Re: [PATCH v7 3/7] of/platform: Add functional dependency link from DT bindings
From: Saravana Kannan
Date: Thu Aug 15 2019 - 21:51:47 EST
On Wed, Aug 7, 2019 at 7:06 PM Frank Rowand <frowand.list@xxxxxxxxx> wrote:
>
> On 7/23/19 5:10 PM, Saravana Kannan wrote:
> > Add device-links after the devices are created (but before they are
> > probed) by looking at common DT bindings like clocks and
> > interconnects.
> >
> > Automatically adding device-links for functional dependencies at the
> > framework level provides the following benefits:
> >
> > - Optimizes device probe order and avoids the useless work of
> > attempting probes of devices that will not probe successfully
> > (because their suppliers aren't present or haven't probed yet).
> >
> > For example, in a commonly available mobile SoC, registering just
> > one consumer device's driver at an initcall level earlier than the
> > supplier device's driver causes 11 failed probe attempts before the
> > consumer device probes successfully. This was with a kernel with all
> > the drivers statically compiled in. This problem gets a lot worse if
> > all the drivers are loaded as modules without direct symbol
> > dependencies.
> >
> > - Supplier devices like clock providers, interconnect providers, etc
> > need to keep the resources they provide active and at a particular
> > state(s) during boot up even if their current set of consumers don't
> > request the resource to be active. This is because the rest of the
> > consumers might not have probed yet and turning off the resource
> > before all the consumers have probed could lead to a hang or
> > undesired user experience.
> >
> > Some frameworks (Eg: regulator) handle this today by turning off
> > "unused" resources at late_initcall_sync and hoping all the devices
> > have probed by then. This is not a valid assumption for systems with
> > loadable modules. Other frameworks (Eg: clock) just don't handle
> > this due to the lack of a clear signal for when they can turn off
> > resources. This leads to downstream hacks to handle cases like this
> > that can easily be solved in the upstream kernel.
> >
> > By linking devices before they are probed, we give suppliers a clear
> > count of the number of dependent consumers. Once all of the
> > consumers are active, the suppliers can turn off the unused
> > resources without making assumptions about the number of consumers.
> >
> > By default we just add device-links to track "driver presence" (probe
> > succeeded) of the supplier device. If any other functionality provided
> > by device-links are needed, it is left to the consumer/supplier
> > devices to change the link when they probe.
> >
> > Signed-off-by: Saravana Kannan <saravanak@xxxxxxxxxx>
> > ---
> > .../admin-guide/kernel-parameters.txt | 5 +
> > drivers/of/platform.c | 165 ++++++++++++++++++
> > 2 files changed, 170 insertions(+)
> >
>
> Documentation/admin-guide/kernel-paramers.rst:
>
> After line 129, add:
>
> OF Devicetree is enabled
Will do.
> > diff --git a/Documentation/admin-guide/kernel-parameters.txt b/Documentation/admin-guide/kernel-parameters.txt
> > index 46b826fcb5ad..12937349d79d 100644
> > --- a/Documentation/admin-guide/kernel-parameters.txt
> > +++ b/Documentation/admin-guide/kernel-parameters.txt
> > @@ -3170,6 +3170,11 @@
> > This can be set from sysctl after boot.

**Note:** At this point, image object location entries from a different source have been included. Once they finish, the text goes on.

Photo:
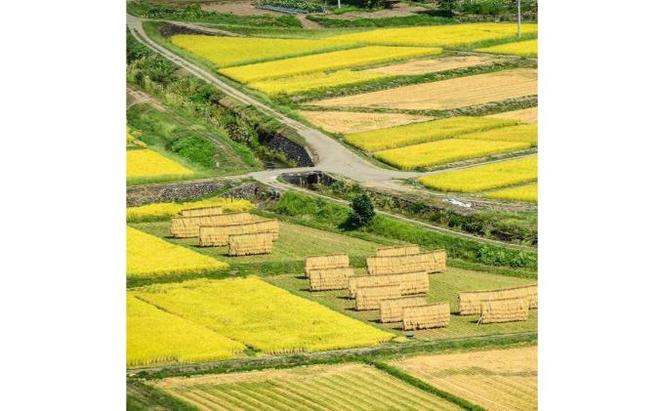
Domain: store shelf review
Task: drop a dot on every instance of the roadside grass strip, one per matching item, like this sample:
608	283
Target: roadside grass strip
484	177
445	151
525	48
423	132
149	257
157	337
262	316
149	163
451	35
306	82
349	386
326	61
163	211
526	192
228	51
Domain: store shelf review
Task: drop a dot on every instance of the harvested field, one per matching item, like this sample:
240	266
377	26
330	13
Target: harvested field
433	65
527	115
445	151
334	60
257	314
485	176
496	380
354	122
446	94
319	387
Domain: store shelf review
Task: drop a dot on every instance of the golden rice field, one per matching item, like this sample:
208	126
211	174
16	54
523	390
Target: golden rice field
423	132
445	151
415	67
484	177
228	51
525	48
446	94
149	256
444	36
157	337
262	316
318	387
306	82
334	60
526	115
148	163
502	379
526	192
162	211
354	122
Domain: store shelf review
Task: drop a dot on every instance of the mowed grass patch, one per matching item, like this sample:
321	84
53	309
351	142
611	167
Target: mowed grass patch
355	122
156	337
228	51
325	61
502	379
319	387
151	257
526	192
261	316
445	94
452	35
445	151
443	287
424	132
484	177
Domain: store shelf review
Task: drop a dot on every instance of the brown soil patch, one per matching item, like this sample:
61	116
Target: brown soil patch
446	94
527	115
433	65
351	122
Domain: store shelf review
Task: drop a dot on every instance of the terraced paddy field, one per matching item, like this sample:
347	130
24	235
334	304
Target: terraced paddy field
446	94
504	379
443	287
321	387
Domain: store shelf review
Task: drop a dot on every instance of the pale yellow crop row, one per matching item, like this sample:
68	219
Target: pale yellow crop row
484	177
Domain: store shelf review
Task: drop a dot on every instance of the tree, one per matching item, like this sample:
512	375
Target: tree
363	211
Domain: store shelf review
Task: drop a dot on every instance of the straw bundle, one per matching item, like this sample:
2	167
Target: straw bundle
408	283
432	262
392	310
187	227
217	235
426	316
326	262
397	250
330	279
513	309
202	211
470	302
249	244
369	298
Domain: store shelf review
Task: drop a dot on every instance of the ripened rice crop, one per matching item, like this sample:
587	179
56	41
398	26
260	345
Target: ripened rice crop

> > See Documentation/admin-guide/sysctl/vm.rst for details.
> >
> > + of_devlink [KNL] Make device links from common DT bindings. Useful
> > + for optimizing probe order and making sure resources
> > + aren't turned off before the consumer devices have
> > + probed.
>
> of_supplier_depend instead of of_devlink ????
I'm open to other names, but of_supplier_depend is just odd.
of_devlink stands for of_device_links. If someone wants to know what
device links do, they can read up on the device links documentation?
>
> of_supplier_depend
> [OF, KNL] Make device links from consumer devicetree
> nodes to supplier devicetree nodes.
We are creating device links between devices. Not device tree nodes.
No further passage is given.